FNQS with disorder

FNQS with disorder#

A Foundation NQS (fNQS) is a single neural network \(\psi(\sigma; \mathbf{h})\) trained simultaneously over a family of Hamiltonians \(H(\mathbf{h})\) parameterised by a set of Hamiltonian parameters \(\mathbf{h}\). Rather than retraining from scratch for every different Hamiltonian parameter \(\mathbf{h}\), a successful optimisation run of the foundation state produces a variational state valid across the full parameter range.

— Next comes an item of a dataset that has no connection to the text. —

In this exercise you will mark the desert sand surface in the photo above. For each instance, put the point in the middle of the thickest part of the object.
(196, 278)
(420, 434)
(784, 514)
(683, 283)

An interesting application is to use it to learn the ground state across different disorder realizations \(\mathbf{h}_i\), learning a single \(\psi(\sigma; \mathbf{h})\) valid across the full ensemble. After training it generalises to unseen realizations via vs.get_state(new_params).

This is a particularly natural fit for an fNQS. Studying disorder normally means re-optimising a separate state for every realization and then averaging over them, which gets expensive fast. Here a single network covers the whole ensemble in one run — and, more interestingly, it generalises to realizations it never saw during training.

The key difference from the uniform-field case (see Tutorial 1) is that the Hamiltonian parameter is now a vector of length \(L\), one random field per site:

\[ \hat H(\mathbf{h}) = -\sum_{i=1}^L \sigma^z_i\sigma^z_{i+1} - \sum_{i=1}^L h_i\,\sigma^x_i, \qquad h_i \overset{\text{iid}}{\sim} \mathcal{U}(0, h_\text{max}) \]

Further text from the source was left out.